I found myself writing this:

.. and this is before we consider mathematics proper.

It seemed like a natural kind of thing to write, but I couldn't find an example of it. I get the impression it's OK to use it in this way; to mean the major mathematical schools in this case (rather than people who just do mathematics).

Is there any objection to this?


3 Answers 3


It is grammatically correct but does not mean mathematical schools. It means mathematics in the most strict, literal sense.

If by major mathematical schools you mean major mathematical philosophies or major groups of people who share a mathematical philosophy (such as those listed at Wikipedia), then one alternative would be:

… and this is before we consider major mathematical schools of thought.

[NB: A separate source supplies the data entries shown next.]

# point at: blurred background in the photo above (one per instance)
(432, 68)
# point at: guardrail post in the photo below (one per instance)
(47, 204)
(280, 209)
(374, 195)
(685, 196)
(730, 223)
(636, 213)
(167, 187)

  • the field of mathematics proper. I guess then! hmmmm... the field of proper mathematics is clearly wrong. the proper field of mathematics is a wrong too (for my context). field proper of mathematics?
    – Lucas
    Commented Mar 21, 2012 at 13:32
  • Does my edit help?
    – MetaEd
    Commented Mar 21, 2012 at 17:26
  • As it happens, no, but you would have needed to have the rest of the sentence to know that. I mean mathematicians whose job it is to be mathematicians, rather than scientists or philosophers i.e. defined by profession not disposition. I guess what I just written makes it write quite clear how I should change it. Thankyou for chipping in.
    – Lucas
    Commented Mar 21, 2012 at 21:13
  • In that case change “mathematics proper” to “mathematicians proper” and that ought to express what you mean.
    – MetaEd
    Commented Apr 6, 2012 at 17:34

There is no objection. Proper is one of the postpositive adjectives. Others are seen in phrases such as heir apparent, devil incarnate, body politic. See Wikipedia's page for more examples: Postpositive adjectives


"but I couldn't find an example of it"

In an introduction to Dante's The Divine Comedy the author says: " ... owing to the distinction between bestial malice and malice proper".